Another strange place to perform was inside of a women’s department store during a clearance blowout sale. The manager being tipped off that I was a somewhat successful musician of the area, called me, needing some type of live performance during the sale. With only 3 days to prepare a two hour set list, I hastily covered old songs that have always been a staple to my solo gigs. Playing in a department store is odd enough, though it only became more awkward when I was asked to set up in front of the women’s pajamas and robes. So I play the first two hours without a hitch, making over $80 in tips an hour, the likes of which I’ve never seen playing small, quiet coffee shops. Once my set is complete, I walk by the manager to inform her that I was going to take a break, and afterward, pack up. She quickly stopped me and said “You don’t understand; the sale is from 5-9pm. You have to play for the entire sale!” I quickly explain to her that I only have 34 songs on the list, and that people do not want to hear the same stuff over and over again, to which she replied “I don;t care what you play as long as you make it creative and can keep it going for the next two hours.” With that, I sat back down, with no lyrics, no chords to play, nothing, yet began to play. I played 28 songs and 3 jam sessions without the need of lyrics or any type of musical aid. I ended up making almost $400 in tips alone and made the company $3,000 more than expected due to the attraction of attention.

A shorter, yet still interesting place was during a high school testimony session with my friend and bassist Caleb Barefoot on guitar. (Caleb is also an accomplished guitar player as well) For two and a half hours without break, we had to play fingerstyle acoustic melodies that were very dark in nature, in order to keep the mood serious throughout the meeting. This also happened to be the same stage we played a rockabilly christmas show for a high school PTF meeting during the holidays a few years before.

Finally, one of the most bizarre and chilling places I’ve played was my own uncle’s funeral. Playing only two short songs atop a small stage in the funeral home parlor, I sang down to the casket that held my uncle, who passed away at just 45 from cancer. Not only was this very difficult to follow through with, but I also had to play a graveside rendition of Amazing Grace as the funeral was closed out.

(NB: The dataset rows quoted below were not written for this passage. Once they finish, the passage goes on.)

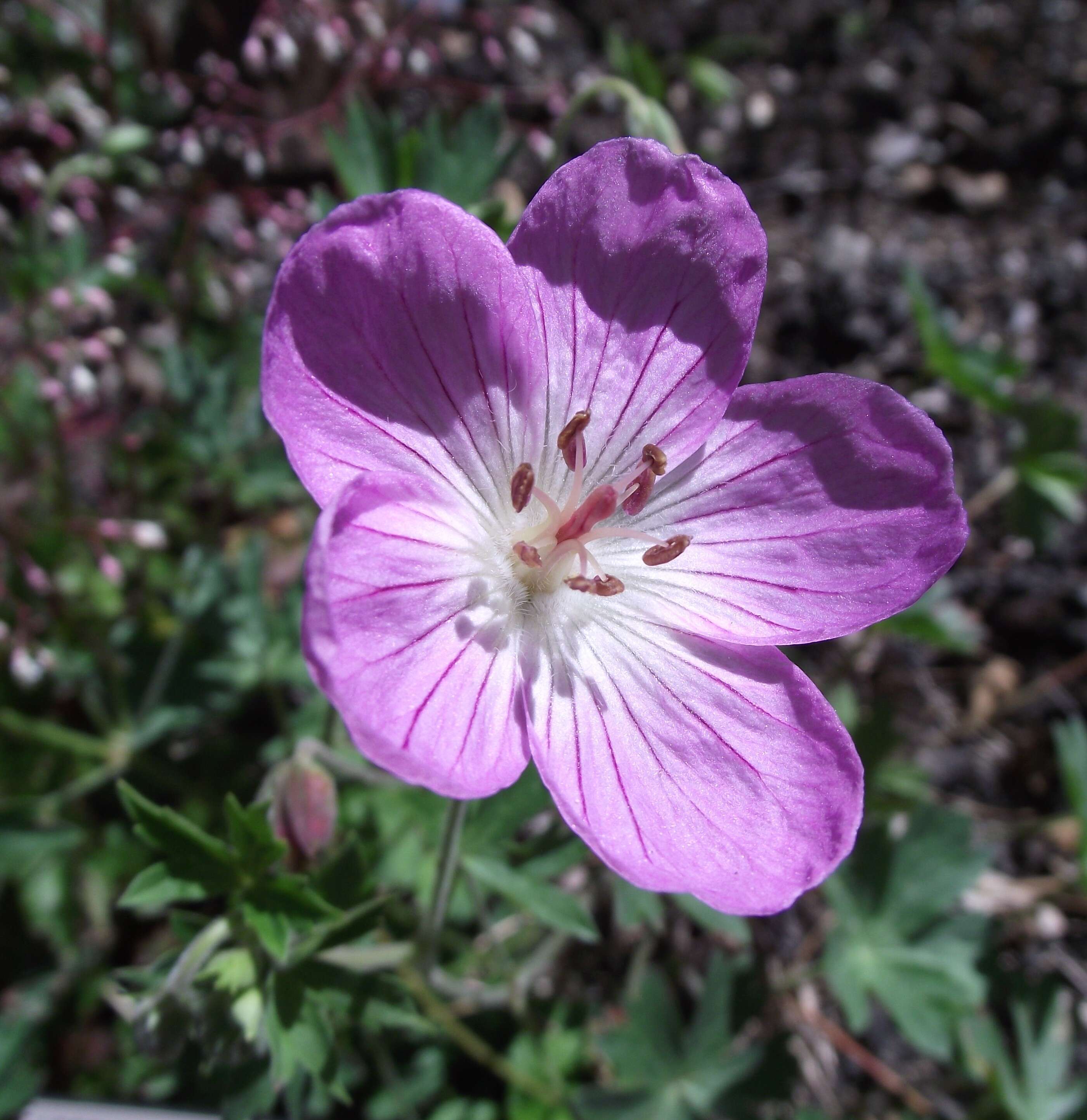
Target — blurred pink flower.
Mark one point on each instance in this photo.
(555, 528)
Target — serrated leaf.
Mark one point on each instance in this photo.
(1033, 1086)
(155, 890)
(231, 970)
(251, 836)
(661, 1070)
(937, 620)
(189, 852)
(548, 903)
(272, 930)
(894, 940)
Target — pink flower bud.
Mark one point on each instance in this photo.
(111, 568)
(304, 808)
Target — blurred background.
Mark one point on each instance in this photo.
(922, 173)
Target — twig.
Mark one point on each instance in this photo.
(444, 883)
(997, 489)
(53, 735)
(881, 1073)
(470, 1043)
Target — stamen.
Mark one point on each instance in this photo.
(635, 502)
(528, 555)
(566, 441)
(602, 503)
(579, 475)
(662, 554)
(656, 458)
(553, 512)
(521, 486)
(604, 587)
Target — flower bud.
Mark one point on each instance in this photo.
(304, 808)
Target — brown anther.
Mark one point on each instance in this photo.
(662, 554)
(637, 501)
(610, 585)
(656, 458)
(567, 443)
(521, 486)
(528, 555)
(605, 587)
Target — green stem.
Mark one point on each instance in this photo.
(470, 1043)
(448, 853)
(163, 672)
(54, 736)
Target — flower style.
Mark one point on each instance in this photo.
(552, 527)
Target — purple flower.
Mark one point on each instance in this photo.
(553, 528)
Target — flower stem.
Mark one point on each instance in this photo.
(444, 883)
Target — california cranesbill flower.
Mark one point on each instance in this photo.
(553, 528)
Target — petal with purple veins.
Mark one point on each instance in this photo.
(693, 766)
(407, 631)
(821, 505)
(647, 270)
(401, 336)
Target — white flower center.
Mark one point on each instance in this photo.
(556, 551)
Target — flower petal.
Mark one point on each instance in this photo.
(822, 505)
(689, 765)
(401, 336)
(404, 630)
(648, 271)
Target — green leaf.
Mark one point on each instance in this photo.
(422, 1081)
(551, 1059)
(23, 851)
(272, 930)
(155, 890)
(976, 373)
(1071, 741)
(252, 836)
(633, 61)
(548, 903)
(231, 970)
(713, 81)
(298, 1035)
(940, 621)
(662, 1070)
(895, 941)
(1036, 1086)
(362, 154)
(1061, 479)
(634, 908)
(729, 926)
(189, 852)
(463, 165)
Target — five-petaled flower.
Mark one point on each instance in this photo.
(553, 528)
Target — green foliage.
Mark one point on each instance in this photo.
(662, 1070)
(632, 60)
(1048, 462)
(940, 621)
(1035, 1085)
(376, 153)
(979, 375)
(896, 939)
(713, 82)
(552, 906)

I have played in many quirky places; from art galleries, community colleges, churches, coffee houses, street corners, barns, even attics, but cannot write or even recall all of them now. Being a musician will take you to strange places. Sometimes good, other times not as much, but you will always remember that no matter where you are or how awkward the circumstances may be, you will be remembered for playing in these awkward places.